When sentences are being processed, they are held in working memory, which can hold at most 5-9 chunks, and the size of the working memory is called the working memory span. People with lower working memory spans have more trouble with long dependencies. When a sentence is stored in long term memory, only the meaning is preserved, and the exact structure is lost. We are more likely to remember the exact form when the sentence has special emotional significance.
We make many kinds of inferences when hearing sentences. For example, “he was pounding a nail”, you infer that he used a hammer. Inferences are stored in memory, so later, you will often remember hearing the word “hammer” appearing when it didn’t. Inferred information takes longer to access than surface information.
Anaphors are words that refer to something that was previously said, and must be matched to their referents. A referent is more available if it is focused. By default the entity mentioned last is focused; other ways are being the main character of a story, or having a name.
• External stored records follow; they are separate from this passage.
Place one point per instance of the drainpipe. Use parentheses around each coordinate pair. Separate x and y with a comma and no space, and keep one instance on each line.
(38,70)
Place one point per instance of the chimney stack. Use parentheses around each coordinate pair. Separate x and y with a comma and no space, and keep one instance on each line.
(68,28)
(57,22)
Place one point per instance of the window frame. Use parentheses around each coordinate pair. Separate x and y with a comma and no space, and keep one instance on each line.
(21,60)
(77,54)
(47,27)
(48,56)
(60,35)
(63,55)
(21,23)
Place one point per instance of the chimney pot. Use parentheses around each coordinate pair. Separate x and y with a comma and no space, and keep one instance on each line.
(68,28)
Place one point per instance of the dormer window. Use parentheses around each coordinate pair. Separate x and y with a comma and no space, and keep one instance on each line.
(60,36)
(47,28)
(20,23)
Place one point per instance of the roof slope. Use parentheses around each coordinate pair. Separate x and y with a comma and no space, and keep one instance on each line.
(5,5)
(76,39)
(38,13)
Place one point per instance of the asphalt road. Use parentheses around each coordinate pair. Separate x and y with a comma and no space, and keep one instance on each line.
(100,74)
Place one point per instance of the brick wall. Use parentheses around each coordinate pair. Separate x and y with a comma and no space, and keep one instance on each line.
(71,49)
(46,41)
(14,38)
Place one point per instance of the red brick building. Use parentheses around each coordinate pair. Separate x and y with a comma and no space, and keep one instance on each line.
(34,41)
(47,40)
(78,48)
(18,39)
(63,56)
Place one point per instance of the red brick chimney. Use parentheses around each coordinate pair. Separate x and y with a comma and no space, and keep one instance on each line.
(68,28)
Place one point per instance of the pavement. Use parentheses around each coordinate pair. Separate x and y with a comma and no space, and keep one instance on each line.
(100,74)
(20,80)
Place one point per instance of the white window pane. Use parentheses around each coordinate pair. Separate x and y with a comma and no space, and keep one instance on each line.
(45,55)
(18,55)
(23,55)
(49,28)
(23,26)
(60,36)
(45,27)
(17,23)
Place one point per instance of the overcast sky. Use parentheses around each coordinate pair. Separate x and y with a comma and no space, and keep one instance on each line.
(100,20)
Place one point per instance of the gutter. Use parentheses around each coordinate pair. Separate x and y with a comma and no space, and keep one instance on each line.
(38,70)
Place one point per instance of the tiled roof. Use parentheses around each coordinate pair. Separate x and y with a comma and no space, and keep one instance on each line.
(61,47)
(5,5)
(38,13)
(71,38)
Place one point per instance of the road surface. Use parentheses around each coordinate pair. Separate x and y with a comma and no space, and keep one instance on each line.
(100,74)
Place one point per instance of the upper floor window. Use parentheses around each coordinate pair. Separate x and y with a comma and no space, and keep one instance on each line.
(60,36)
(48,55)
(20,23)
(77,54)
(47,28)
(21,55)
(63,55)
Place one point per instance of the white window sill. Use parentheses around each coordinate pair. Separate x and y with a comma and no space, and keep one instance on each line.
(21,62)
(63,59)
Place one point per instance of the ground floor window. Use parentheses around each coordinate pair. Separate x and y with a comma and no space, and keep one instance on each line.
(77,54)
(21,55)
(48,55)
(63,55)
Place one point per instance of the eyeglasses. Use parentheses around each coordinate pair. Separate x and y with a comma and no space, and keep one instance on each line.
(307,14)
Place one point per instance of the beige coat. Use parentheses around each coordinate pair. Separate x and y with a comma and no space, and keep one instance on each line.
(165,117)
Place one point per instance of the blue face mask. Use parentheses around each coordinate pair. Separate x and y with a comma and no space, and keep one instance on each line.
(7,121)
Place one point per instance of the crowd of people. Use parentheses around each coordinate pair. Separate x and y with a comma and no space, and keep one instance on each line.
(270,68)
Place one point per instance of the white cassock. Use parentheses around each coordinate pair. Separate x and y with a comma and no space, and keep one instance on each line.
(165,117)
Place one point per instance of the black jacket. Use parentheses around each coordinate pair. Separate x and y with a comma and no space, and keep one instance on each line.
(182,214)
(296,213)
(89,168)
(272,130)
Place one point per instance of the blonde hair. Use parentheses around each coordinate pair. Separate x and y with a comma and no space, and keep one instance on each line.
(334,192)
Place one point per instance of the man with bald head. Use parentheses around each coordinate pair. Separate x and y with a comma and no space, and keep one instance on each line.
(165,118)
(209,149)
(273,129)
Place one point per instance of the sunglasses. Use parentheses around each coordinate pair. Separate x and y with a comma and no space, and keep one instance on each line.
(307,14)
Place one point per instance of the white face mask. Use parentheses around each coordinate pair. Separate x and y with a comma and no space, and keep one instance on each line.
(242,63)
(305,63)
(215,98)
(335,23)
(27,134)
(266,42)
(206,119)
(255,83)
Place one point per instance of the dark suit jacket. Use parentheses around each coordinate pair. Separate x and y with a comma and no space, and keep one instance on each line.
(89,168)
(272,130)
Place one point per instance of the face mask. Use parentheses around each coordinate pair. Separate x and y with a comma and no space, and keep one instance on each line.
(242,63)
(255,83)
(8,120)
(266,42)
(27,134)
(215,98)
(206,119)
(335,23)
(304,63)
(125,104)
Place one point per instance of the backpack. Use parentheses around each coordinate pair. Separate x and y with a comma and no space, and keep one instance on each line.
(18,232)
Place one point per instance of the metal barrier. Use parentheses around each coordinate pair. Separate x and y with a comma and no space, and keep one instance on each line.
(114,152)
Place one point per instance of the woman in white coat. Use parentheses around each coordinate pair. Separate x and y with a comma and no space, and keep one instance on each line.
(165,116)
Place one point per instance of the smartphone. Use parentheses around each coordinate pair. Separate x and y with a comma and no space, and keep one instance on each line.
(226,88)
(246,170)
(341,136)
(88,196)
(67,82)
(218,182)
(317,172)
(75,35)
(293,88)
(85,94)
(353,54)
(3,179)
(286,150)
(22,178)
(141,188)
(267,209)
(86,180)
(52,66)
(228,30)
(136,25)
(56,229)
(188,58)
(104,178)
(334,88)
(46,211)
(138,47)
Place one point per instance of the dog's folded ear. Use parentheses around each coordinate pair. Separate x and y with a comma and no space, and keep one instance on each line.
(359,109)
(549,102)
Bridging inferences (or backward inferences) are when a common-sense inference has to be made to connect two sentences that are otherwise incoherent, like “The tourist lit a match. The fire burned down a forest”. In contrast, elaborative inferences (or forward inferences) are made immediately, even though there is no need to do so for coherence. It’s hard to know how much forward inference we do. Scripts are common scenarios that everyone is assumed to know, like the sequence for eating at a restaurant. Communication between culturally similar people is easier because having more shared scripts allows you to make more inferences.
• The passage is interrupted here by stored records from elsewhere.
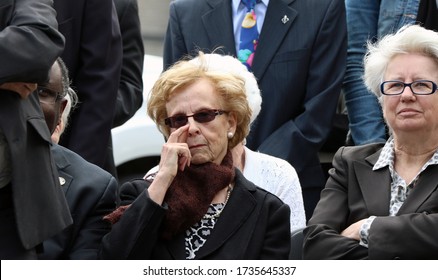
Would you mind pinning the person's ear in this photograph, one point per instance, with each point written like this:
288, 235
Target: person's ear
62, 107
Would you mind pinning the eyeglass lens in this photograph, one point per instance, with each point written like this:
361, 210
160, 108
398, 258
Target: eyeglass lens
47, 95
200, 117
417, 87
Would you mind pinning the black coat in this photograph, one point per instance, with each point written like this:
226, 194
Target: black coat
254, 224
27, 52
91, 194
93, 55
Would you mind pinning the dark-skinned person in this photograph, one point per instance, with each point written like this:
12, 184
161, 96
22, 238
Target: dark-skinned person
198, 206
89, 190
32, 206
381, 200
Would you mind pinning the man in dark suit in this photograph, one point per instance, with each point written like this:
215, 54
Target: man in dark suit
299, 64
32, 207
93, 55
130, 93
90, 191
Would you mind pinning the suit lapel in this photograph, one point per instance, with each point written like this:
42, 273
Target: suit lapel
62, 163
236, 212
426, 185
219, 25
278, 20
375, 185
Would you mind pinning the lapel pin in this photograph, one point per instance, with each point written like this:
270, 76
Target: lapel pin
285, 19
61, 181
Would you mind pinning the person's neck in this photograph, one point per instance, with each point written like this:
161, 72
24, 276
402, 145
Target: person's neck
410, 156
415, 149
238, 153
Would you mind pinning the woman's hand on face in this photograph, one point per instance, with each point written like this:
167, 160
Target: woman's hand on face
175, 153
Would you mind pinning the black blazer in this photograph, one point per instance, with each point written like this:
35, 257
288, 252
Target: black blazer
31, 48
93, 55
299, 66
253, 225
354, 192
130, 93
91, 194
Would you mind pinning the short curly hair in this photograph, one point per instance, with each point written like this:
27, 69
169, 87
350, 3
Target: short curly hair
408, 39
229, 85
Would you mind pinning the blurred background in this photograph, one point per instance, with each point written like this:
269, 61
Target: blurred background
153, 17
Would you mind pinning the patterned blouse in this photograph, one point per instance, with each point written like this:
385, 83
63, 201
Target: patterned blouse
399, 187
197, 235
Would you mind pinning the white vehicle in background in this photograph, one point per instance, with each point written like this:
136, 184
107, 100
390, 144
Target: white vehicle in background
137, 143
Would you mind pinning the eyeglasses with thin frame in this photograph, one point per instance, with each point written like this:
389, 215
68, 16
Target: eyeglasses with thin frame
420, 87
203, 116
48, 96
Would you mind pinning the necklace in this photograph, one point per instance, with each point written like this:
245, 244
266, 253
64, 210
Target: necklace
218, 213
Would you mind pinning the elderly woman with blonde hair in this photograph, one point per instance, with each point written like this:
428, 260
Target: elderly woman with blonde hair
381, 200
198, 205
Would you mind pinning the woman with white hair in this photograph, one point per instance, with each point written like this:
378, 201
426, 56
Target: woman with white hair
381, 200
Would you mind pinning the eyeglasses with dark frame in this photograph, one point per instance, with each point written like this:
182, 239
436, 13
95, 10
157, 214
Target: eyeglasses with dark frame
48, 96
420, 87
202, 116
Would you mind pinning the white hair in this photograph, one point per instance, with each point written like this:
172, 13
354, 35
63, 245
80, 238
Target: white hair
229, 64
408, 39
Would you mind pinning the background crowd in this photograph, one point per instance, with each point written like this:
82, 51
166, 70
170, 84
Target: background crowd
276, 102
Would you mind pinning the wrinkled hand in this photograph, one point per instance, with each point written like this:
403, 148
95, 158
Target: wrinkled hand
174, 155
352, 231
23, 89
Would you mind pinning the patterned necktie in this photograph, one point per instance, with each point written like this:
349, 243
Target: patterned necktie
249, 36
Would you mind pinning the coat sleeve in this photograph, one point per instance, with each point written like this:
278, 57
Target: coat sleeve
322, 239
93, 226
138, 227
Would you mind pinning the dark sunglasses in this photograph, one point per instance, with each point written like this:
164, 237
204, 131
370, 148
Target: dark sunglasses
48, 96
203, 116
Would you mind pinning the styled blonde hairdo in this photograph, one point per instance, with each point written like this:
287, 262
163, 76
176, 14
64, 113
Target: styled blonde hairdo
408, 39
229, 85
Examples of non-literal language use are indirect requests (listener must infer that a request is being made), and sarcasm. Sarcastic statements are processed quickly, but even easier when it is somehow alluded to in the previous context. Speakers must take turns, with end of clause and drop in pitch indicating end of turn, this takes about 200ms. They must detect communication breakdowns and repair the message, which requires identifying why it broke down.
Grice’s cooperative principles are four rules for discourse, they might not always be followed, but you make inferences assuming the other person is obeying them. The Maxim of Relevance assumes the sentence is related to the previous turn. The Maxim of Quantity assumes you will provide the appropriate amount of detail that the listener needs. The Maxim of Manner assumes you structure sentences in a coherent way (eg, chronologically). The Maxim of Quality assumes the other is telling the truth.